Тут зазвенел его переносной телефон. Он поднес аппарат к щеке и начал говорить. А я тем временем взялся листать ту самую “Бильд”. Газета доносила весьма заманчивую смесь народного гнева и озлобленности. Она открывалась сообщениями о политически неуклюжих выходках, так что формировался образ несколько бестолковой, но все-таки добросердечной матроны-канцлерши, которая неловко топчется среди оравы мешающих ей гномов. Параллельно газета разоблачала фактически любое демократически “легитимное” решение как полную чепуху. Наиболее противна для этого чудесного подстрекательского листка была идея европейского объединения.

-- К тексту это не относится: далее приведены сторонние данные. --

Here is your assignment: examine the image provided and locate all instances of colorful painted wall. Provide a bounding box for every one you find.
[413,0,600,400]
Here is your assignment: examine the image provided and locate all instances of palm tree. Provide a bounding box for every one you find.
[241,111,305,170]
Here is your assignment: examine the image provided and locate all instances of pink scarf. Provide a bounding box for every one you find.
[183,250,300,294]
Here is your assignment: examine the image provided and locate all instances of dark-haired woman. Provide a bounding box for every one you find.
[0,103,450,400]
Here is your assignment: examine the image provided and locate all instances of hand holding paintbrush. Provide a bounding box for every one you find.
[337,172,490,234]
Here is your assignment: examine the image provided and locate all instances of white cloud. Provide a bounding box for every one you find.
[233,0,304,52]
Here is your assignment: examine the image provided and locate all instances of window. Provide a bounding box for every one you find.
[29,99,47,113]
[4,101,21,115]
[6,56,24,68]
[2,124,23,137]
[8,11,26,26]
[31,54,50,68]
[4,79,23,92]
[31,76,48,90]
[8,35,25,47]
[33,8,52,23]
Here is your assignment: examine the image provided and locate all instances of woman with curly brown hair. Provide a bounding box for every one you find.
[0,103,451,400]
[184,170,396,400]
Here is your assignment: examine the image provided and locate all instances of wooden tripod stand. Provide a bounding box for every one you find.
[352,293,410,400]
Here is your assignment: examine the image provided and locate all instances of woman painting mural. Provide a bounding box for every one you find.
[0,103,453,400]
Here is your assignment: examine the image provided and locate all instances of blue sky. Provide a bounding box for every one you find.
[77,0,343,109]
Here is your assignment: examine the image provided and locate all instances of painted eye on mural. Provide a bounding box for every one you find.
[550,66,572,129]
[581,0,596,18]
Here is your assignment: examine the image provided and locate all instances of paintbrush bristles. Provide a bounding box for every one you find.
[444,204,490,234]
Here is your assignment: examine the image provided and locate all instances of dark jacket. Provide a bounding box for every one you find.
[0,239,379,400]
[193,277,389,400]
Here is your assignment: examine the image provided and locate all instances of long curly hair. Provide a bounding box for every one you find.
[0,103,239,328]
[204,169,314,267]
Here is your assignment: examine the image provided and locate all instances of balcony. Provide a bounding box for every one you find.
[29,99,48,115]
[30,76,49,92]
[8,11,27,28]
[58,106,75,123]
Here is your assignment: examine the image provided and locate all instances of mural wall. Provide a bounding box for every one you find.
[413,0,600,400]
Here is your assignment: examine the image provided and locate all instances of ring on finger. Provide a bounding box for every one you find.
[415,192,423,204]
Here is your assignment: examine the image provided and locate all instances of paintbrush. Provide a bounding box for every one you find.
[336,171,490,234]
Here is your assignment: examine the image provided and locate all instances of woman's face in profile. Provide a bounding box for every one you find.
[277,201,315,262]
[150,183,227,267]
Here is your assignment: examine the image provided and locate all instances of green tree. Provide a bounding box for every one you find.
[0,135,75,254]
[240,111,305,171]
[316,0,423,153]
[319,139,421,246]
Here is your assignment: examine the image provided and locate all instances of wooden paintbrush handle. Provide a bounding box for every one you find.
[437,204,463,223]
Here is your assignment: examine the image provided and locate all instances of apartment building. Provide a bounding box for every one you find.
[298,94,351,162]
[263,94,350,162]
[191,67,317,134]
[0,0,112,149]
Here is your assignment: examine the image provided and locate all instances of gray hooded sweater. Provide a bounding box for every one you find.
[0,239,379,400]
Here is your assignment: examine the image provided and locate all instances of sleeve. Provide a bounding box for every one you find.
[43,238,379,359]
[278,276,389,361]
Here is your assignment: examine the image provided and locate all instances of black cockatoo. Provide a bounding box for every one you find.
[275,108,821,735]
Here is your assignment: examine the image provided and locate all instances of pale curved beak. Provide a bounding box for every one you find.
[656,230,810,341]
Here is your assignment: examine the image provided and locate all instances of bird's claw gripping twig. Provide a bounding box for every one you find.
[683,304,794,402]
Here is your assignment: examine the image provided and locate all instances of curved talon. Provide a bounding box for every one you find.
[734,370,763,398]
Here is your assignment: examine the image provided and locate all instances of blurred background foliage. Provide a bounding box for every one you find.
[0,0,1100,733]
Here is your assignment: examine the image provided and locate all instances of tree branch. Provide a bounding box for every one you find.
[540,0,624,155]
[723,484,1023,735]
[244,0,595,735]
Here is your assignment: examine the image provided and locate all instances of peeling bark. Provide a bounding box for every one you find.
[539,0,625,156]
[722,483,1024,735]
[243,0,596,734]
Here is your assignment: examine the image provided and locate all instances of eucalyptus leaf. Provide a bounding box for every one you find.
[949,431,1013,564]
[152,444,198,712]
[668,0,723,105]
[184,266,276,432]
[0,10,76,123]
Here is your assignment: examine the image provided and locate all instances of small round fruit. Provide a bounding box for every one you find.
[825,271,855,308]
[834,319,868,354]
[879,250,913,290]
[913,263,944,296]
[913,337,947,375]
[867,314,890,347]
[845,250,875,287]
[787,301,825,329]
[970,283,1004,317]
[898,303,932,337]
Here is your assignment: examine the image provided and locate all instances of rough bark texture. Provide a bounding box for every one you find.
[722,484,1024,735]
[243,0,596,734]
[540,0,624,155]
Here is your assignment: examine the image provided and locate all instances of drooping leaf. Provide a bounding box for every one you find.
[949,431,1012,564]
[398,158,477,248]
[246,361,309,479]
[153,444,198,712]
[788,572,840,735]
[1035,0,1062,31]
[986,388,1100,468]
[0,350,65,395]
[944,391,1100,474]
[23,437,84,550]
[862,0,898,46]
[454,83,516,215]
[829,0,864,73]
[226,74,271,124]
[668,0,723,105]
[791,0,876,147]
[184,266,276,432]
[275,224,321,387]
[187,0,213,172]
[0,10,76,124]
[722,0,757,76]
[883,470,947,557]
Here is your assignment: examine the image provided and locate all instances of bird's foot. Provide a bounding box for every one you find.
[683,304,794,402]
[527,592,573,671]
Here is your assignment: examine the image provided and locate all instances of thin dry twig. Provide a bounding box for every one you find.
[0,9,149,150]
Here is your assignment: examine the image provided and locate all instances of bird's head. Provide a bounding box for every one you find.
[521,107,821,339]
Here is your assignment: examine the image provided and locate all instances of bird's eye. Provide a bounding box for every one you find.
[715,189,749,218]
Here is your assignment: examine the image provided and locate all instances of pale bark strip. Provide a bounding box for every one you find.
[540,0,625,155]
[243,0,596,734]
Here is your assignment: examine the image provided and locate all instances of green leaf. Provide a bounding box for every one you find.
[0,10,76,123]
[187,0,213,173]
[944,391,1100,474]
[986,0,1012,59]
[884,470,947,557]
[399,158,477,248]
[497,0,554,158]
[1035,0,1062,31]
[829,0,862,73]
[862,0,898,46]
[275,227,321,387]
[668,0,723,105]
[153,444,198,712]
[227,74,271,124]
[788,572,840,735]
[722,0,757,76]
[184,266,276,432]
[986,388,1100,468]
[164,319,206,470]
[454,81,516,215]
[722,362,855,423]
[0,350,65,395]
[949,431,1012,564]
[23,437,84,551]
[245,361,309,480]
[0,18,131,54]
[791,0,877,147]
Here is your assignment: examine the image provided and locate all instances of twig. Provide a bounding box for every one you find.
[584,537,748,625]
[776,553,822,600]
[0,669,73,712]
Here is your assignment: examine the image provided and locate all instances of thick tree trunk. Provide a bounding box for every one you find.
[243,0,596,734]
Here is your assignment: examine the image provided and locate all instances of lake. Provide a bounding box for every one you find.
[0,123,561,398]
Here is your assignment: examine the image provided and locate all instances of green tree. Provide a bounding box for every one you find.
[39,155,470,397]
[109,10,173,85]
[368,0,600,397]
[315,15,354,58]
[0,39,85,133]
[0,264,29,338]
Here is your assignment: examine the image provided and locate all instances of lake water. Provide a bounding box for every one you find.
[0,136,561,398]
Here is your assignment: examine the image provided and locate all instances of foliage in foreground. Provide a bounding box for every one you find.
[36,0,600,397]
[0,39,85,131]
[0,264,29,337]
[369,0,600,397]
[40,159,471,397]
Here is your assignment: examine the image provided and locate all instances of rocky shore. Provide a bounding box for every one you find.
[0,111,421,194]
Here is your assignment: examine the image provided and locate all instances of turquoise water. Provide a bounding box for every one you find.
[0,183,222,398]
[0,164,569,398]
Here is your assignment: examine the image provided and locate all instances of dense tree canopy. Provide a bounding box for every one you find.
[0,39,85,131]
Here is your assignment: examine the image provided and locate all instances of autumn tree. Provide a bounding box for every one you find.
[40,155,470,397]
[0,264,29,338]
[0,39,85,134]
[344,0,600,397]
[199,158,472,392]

Но больше всего мне понравилась их деликатная манера работы. К примеру, в колонке анекдотов среди шуток о тещах и мужьях-рогоносцах незаметно вставлялось такое: “Идут в бордель португалец, грек и испанец. Кто платит? Германия”.
Очень удачно. Штрайхер[47], конечно, заказал бы еще рисунок, как три потных небритых южанина лапают грязными пальцами невинное создание, пока честный немецкий рабочий вынужден вкалывать. Хотя если подумать, то это бы, скорее, все испортило, выделив шутку из ее умной неприметности. А в остальном на страницах щедро разливалась мешанина статей о злодействах, затем следовало самое проверенное средство умиротворения – спортивные репортажи, а завершалось все коллажем фотографий, на которых знаменитые люди выглядели старыми или страшными, – законченная симфония зависти, низости и недоброжелательства. Потому-то мне и хотелось, чтобы в таком окружении появилась небольшая заметка о моем выступлении. Но газетный торговец правильно не положил “Бильд” в стопку, там не было обо мне ничего. Я отложил газету, когда он сунул телефон обратно в карман.
– Звонил мой племянник, – объяснил он, – тот, чья обувь вам не понравилась. Спрашивал, не вы ли тот самый тип, что жил в моем киоске. Он вас видел. У приятеля на телефоне. Просил передать, что это офигенная круть.
Я уставился на него в непонимании.
– То есть вы ему понравились, – перевел торговец. – Я и думать не хочу, что за фильмики есть у них в телефонах, но раз у них что-то появляется, значит, им это нравится.
– Чувства молодежи еще не испорчены фальшью, – подтвердил я. – Они не знают, хорошо или плохо, они следуют голосу природы. Если ребенок правильно воспитан, он не примет опрометчивых решений.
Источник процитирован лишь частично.